其實仔細想想,年輕時的張揚桀驁不馴,放蕩不羈,又摩托飆車又吉他搖滾。

能把這樣的人馴服成一個好好先生,師母怎麼可能會是一般女子呢?

想必————手段也一定很毒辣吧————

希望張揚老師一切安好。

莫名。

他想起曾經方澤說過的話:「該不會我們這個研究生小班也被詛咒了吧?老師也是月拋的?」

呵呵。

自己身邊的人,命比紙薄,烏鴉嘴確實一個比一個準。

兩人來到食堂,點了飯菜食用。

「江然。

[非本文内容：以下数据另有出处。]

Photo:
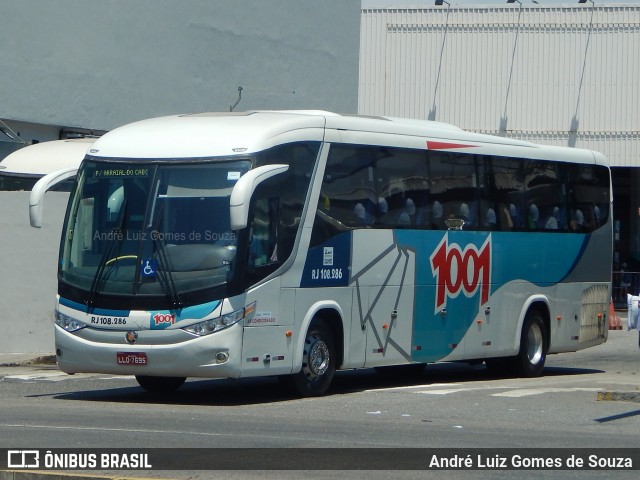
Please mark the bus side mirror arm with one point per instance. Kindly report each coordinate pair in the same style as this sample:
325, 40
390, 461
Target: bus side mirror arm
40, 188
243, 190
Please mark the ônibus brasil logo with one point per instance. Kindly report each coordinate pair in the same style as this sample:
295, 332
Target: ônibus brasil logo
457, 270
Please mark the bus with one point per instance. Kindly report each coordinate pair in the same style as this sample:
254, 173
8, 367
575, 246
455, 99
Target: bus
298, 243
21, 169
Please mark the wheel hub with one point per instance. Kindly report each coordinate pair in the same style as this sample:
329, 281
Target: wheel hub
317, 356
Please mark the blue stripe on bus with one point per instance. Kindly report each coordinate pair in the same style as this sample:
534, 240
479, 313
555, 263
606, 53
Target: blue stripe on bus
194, 312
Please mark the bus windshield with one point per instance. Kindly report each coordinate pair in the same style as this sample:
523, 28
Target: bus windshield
150, 229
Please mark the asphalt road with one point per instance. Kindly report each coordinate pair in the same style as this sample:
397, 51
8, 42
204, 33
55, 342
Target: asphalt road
452, 406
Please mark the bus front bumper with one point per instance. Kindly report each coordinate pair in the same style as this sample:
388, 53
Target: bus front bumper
93, 351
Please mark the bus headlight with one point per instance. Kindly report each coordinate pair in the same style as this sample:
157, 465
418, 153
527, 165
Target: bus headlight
67, 323
225, 321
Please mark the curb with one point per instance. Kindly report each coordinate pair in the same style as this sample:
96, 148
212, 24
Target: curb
619, 397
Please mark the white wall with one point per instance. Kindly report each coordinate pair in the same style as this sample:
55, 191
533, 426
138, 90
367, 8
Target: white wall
99, 64
28, 279
564, 76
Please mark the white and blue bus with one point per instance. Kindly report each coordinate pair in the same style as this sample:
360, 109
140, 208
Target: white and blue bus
297, 243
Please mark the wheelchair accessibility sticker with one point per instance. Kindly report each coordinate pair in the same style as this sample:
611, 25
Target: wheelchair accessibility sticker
149, 268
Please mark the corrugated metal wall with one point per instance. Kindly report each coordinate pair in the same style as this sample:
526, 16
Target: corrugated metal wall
562, 76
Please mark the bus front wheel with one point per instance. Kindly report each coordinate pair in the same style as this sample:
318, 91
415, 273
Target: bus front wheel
318, 362
533, 347
160, 384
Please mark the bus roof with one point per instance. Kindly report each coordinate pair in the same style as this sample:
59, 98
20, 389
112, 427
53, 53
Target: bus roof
46, 157
213, 134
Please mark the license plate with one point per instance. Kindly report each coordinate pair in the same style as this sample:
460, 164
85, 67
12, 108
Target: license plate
131, 358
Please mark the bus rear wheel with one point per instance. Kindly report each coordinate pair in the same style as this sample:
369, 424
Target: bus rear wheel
533, 347
160, 384
318, 362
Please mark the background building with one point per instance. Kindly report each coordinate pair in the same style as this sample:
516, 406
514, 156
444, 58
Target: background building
77, 67
565, 76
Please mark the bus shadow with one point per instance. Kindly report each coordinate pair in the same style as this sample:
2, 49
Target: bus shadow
266, 390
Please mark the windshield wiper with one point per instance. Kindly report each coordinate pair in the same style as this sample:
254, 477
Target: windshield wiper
115, 238
165, 267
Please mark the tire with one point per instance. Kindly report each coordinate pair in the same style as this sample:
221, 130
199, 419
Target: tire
533, 347
160, 384
318, 362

」

路宇放下牛奶:「下午南秀秀和弓箭社的比賽,你到底去不去看?」

「不去了吧,沒什麼意義。」

江然低頭吃拉麵:「南秀秀射擊百發百中、每次都是精準十環,弓箭社的人根本不是她的對手。」

「所以這場比賽沒有任何懸念,要不然我幹嘛說南秀秀是去踢館的?」

路宇放下筷子:「百發百中?」

他有些疑惑:「你這個百發百中是形容詞、誇張描述,還是說南秀秀真的射箭水平這麼高?」

「相當離譜。」

江然抬起頭:「她真的是每次都能射中十環正中心,哪怕連續射好幾次,洞口都是同一個,不偏不倚。」

「那這顯然有問題啊!」

路宇睜大眼睛:「剛才張揚老師還說呢,任何事情發生的概率都不為0。那按理說,南秀秀哪怕射箭技術再高,也絕對不可能從不失誤啊?」

「你到底看過她幾次射箭?你確定,她真的是無論射箭多少次,都永遠、絕對、一定命中十環嗎?」

江然想了想,搖搖頭:「那應該不會吧,她應該總有失誤的時候。畢竟我也只看過她射三支箭————」

「但是,有一說一,連續三支箭都命中一個小孔,已經足夠令人震驚了,反正當時是把我嚇到了。」

路宇皺起眉頭,沉思一會兒:「【不可能】。」

他斬釘截鐵說道:「哪怕是奧運會冠軍,都不可能連續射三支箭、箭箭都命中同一個小孔;一次兩次的偶然情況還好,要真像你說的次次如此,那還得了?」

「如果南秀秀真的無論射箭多少次都百發百中,那就已經不是技術的問題了,而是——

——而是————」

路宇欲言又止,拼命在腦海里尋找詞彙:「【那就是,概率學在她身上失效了!】」

「【概率這種東西,在她身上鎖死了!】」

多年來研究數學和物理,路宇對這種規則性的邏輯非常敏感。

騰!

他站起身,目光堅定看著江然:「我想去看看。」

「啊?」江然看著他,筷子上卷好的拉麵滑落。